Mike Cranstone's article on farming and methane issues was a case in point of an interesting, informative piece, likely to get us thinking.
Seems we need to decrease our herds of cattle temporarily while we sort a solution and spare/repair our earth for our kids/grandkids.
Yes, I know that fabulous cows take a lot of breeding, but "adapt or die" is resonating for me.
Our citizens from five to 95 are passionate and informed, even if of different persuasions to myself. Almost without exception they enlighten, stun or make me laugh out loud.
The variety of letters to the editor is always a great way to start the day and feel the pulse of our darling little gem of a city.
CUSHELA C. ROBSON
Whanganui
Cost of buses
Mark Twain is erroneously credited with the saying: "There are three kinds of lies: Lies, damned lies and statistics".
Nicola Patrick, who is supposed to represent Whanganui in Horizons Regional Council, is correct that smaller buses for Whanganui suburban services would be uneconomic.
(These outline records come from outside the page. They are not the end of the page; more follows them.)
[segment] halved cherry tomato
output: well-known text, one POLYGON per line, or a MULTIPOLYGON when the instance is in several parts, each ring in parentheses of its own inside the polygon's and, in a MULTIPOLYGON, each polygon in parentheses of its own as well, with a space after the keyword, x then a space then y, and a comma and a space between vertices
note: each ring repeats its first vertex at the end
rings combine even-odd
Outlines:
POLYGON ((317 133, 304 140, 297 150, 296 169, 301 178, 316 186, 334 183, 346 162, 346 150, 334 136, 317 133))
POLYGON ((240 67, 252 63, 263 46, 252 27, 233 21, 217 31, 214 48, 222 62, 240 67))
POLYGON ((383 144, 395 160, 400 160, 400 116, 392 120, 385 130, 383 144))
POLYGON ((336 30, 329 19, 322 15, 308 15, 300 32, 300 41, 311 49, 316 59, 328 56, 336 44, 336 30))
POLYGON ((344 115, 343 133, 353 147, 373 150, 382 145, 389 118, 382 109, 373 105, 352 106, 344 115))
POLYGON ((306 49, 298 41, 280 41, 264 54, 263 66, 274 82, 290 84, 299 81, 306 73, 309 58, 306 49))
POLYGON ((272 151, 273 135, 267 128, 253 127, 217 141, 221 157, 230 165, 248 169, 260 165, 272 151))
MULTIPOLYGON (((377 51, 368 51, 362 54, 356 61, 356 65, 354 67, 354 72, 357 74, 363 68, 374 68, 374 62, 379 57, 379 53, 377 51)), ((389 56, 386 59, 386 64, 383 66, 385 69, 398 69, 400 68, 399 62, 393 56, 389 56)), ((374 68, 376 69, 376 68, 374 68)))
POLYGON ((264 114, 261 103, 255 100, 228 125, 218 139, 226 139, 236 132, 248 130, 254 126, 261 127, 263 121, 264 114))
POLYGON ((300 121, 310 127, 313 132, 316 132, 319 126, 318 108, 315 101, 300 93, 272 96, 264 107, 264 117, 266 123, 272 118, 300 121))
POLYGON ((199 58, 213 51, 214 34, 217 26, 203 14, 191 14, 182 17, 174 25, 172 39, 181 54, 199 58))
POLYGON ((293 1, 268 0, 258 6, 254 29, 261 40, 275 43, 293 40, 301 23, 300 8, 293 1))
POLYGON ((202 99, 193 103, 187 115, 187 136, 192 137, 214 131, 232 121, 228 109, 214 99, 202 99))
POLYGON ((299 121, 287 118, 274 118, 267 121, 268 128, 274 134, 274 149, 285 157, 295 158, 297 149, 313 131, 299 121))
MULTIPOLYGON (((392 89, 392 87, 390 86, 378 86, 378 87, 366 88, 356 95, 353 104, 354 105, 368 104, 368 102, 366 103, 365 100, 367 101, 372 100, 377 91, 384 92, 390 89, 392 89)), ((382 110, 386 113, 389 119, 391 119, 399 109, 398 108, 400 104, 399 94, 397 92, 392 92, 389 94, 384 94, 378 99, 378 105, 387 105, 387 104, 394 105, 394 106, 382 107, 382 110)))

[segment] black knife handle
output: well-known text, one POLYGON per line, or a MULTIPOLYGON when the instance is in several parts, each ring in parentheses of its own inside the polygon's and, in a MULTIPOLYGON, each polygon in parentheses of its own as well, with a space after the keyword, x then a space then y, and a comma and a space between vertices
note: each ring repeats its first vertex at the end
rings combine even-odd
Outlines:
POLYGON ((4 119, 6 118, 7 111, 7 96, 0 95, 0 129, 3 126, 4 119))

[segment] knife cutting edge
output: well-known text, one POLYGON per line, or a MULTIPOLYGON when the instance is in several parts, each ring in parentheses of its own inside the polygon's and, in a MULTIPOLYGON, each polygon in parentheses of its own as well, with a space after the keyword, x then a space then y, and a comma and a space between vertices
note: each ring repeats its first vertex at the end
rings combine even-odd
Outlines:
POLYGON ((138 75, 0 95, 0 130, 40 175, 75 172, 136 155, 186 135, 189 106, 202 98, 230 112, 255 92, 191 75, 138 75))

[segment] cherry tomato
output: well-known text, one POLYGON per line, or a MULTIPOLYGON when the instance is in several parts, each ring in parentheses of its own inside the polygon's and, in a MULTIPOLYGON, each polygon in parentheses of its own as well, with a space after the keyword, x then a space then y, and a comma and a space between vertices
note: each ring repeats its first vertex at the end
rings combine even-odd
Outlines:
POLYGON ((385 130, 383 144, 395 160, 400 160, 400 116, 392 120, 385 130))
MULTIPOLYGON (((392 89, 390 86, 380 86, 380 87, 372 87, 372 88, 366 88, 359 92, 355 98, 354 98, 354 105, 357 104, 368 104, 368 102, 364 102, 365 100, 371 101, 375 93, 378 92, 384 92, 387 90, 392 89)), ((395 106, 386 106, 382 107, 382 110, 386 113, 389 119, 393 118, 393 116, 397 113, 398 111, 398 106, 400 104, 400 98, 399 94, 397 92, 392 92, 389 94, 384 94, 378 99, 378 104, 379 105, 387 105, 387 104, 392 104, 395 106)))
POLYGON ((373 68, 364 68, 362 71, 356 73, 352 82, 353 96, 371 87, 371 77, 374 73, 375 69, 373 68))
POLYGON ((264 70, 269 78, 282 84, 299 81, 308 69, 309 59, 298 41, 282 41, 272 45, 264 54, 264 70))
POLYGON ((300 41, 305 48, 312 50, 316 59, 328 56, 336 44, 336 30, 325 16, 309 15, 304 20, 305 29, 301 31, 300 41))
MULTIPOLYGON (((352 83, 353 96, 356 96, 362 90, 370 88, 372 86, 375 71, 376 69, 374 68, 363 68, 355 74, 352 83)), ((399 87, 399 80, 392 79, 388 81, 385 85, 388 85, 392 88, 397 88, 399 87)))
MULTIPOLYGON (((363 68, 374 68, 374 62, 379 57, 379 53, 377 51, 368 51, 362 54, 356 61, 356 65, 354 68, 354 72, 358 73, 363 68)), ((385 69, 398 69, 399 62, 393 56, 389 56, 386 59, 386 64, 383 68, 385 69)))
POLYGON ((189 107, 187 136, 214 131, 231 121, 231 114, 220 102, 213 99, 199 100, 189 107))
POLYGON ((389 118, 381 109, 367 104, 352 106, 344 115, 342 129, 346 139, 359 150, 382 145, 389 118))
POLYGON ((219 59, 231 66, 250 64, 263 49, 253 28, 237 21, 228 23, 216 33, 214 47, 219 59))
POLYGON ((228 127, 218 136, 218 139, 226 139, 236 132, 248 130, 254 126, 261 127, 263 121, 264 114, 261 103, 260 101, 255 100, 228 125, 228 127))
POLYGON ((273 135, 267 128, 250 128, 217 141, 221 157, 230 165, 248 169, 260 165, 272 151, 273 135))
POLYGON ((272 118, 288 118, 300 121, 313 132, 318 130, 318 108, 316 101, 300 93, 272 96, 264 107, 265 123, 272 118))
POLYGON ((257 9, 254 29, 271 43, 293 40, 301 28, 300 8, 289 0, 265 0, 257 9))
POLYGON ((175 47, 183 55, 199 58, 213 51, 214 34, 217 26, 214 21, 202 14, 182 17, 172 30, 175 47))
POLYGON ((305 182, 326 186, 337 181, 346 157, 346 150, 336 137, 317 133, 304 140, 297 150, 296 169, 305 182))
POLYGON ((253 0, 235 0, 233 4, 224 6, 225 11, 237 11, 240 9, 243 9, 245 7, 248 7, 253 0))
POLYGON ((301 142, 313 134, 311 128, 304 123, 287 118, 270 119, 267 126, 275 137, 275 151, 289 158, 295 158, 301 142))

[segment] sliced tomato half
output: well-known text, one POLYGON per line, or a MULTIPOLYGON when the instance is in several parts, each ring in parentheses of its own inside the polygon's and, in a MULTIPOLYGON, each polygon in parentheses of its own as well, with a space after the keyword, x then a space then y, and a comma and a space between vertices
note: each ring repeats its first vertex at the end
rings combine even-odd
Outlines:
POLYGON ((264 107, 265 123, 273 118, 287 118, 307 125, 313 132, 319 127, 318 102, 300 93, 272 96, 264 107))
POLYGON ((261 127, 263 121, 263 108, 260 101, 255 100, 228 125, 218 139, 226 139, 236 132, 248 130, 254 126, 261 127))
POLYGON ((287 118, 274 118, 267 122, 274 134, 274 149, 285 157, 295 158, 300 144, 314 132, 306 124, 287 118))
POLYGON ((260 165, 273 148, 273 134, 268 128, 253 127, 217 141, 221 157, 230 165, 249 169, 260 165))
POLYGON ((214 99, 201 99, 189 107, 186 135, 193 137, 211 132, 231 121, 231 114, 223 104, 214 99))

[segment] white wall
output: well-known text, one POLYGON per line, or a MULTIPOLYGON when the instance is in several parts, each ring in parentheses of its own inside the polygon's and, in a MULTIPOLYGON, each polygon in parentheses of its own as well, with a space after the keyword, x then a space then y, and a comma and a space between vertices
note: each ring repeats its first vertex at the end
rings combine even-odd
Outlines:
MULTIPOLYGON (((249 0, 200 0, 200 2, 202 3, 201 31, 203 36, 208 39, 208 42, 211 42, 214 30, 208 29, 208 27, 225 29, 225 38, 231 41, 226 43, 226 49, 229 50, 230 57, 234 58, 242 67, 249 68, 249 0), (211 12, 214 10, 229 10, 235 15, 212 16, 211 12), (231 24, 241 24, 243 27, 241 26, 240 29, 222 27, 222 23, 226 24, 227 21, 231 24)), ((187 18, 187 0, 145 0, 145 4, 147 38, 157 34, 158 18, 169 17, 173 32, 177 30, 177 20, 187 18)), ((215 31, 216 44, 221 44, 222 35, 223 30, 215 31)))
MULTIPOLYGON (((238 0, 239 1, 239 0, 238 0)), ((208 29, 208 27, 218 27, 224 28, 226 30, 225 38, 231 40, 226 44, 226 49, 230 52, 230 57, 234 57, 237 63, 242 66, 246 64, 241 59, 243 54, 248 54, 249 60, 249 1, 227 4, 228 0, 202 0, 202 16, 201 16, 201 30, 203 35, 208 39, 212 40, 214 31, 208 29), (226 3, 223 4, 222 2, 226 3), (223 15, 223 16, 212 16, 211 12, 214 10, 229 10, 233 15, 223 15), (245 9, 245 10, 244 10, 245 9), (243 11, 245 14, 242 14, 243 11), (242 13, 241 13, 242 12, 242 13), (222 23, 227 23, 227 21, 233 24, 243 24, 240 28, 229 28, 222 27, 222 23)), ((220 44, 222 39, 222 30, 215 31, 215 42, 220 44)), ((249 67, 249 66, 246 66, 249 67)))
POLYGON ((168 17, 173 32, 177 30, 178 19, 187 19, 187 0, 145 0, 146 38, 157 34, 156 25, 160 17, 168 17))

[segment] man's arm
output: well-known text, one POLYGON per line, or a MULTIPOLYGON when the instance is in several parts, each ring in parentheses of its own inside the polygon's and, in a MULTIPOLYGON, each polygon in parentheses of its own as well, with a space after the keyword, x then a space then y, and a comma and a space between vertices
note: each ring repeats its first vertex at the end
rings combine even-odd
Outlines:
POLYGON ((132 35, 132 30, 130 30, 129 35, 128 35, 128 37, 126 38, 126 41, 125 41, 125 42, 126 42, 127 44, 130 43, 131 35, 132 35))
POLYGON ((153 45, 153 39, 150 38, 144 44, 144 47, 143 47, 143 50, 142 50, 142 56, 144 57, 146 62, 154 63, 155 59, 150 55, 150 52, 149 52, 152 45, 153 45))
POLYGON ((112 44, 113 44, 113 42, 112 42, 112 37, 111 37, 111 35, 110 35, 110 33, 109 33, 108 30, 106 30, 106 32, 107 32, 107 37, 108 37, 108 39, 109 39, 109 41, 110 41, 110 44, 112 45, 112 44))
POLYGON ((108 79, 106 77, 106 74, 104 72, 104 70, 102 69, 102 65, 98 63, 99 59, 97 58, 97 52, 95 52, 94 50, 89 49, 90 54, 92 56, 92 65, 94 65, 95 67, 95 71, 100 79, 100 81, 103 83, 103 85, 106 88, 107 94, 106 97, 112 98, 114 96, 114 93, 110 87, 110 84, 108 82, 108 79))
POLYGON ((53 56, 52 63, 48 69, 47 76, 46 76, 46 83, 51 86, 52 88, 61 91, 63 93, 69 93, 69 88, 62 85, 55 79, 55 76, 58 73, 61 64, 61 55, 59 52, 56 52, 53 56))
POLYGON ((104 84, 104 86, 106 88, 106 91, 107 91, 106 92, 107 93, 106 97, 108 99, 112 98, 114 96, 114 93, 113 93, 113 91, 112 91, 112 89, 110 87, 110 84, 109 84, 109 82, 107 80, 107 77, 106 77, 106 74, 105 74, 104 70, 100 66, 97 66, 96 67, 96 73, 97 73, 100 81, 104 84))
But her quoted statistics in support of Horizons bus services in Whanganui are clearly wrong: 140,000 trips per annum equates to 450 passengers every day for six days per week. By observation, that is just not credible, even if one adds in the bus drivers.
Nicola's buses cost Whanganui ratepayers $250,000 a year or, on the face of it, $1.78 per passenger although direct comparison is difficult because of the range of concession fares offered.
In any terms, however, this is a scandalous waste of money and we need less ideology from our avowedly green representative and more downright common sense.
STEPHEN PALMER
Bastia Hill
Travel centre isolated
I am wholly in support of Janet Mace re her concerns as to the state of our travel centre.
It is out of the way, 100 per cent isolated at night and its best-before date is long gone. A major eyesore and colder than a mother-in-law's kiss.
Twice in the last winter months, dementia got the better of me — I unintentionally left my wife sitting alone outside on a cold, wintry night.
She had been away doing what nanas do, babysitting the grandkids in a faraway city.
The last incident went something like this:
Brrr Brrr — Brrr, "Hello, Mike speaking!"
"Where are you?" said my wife's voice.
"I'm sitting by the tile fire reading the Farmlands magazine, and where are you?" I asked.
"At the bus depot, where I have been for the past hour waiting to be picked up."
You see, I had been pottering about out in the garage and didn't have my cell phone with me, so I was unreachable until I came inside.
Shikes, I thought to myself, that error has cost me an early-to-bed and early-to rise-evening.
There is a purpose-built building next to the former Chronicle offices in Taupo Quay. I refer to the former NZR bus depot.
I'm sure it was in the Maori land bank category that Mr Mair and iwi acquired.
What a disgrace it is now — left to the elements to further deteriorate.
Maybe it could be resurrected and used once again for the purpose it was built for.
MIKE O'DONNELL
Eastside
Cyclists tormented
The article about the White Bike memorial near Bulls made for sad reading.
Trucks are not the only vehicles intent on tormenting cyclists.
Many other road users deliberately swerve towards cyclists, reducing the safety margin to a minimum — in some cases with fatal results.
Cyclists are not even that common on our open-road highways, so it is hard to fathom the mentality of a driver who is so incensed by their presence that they need to increase the risk of a collision.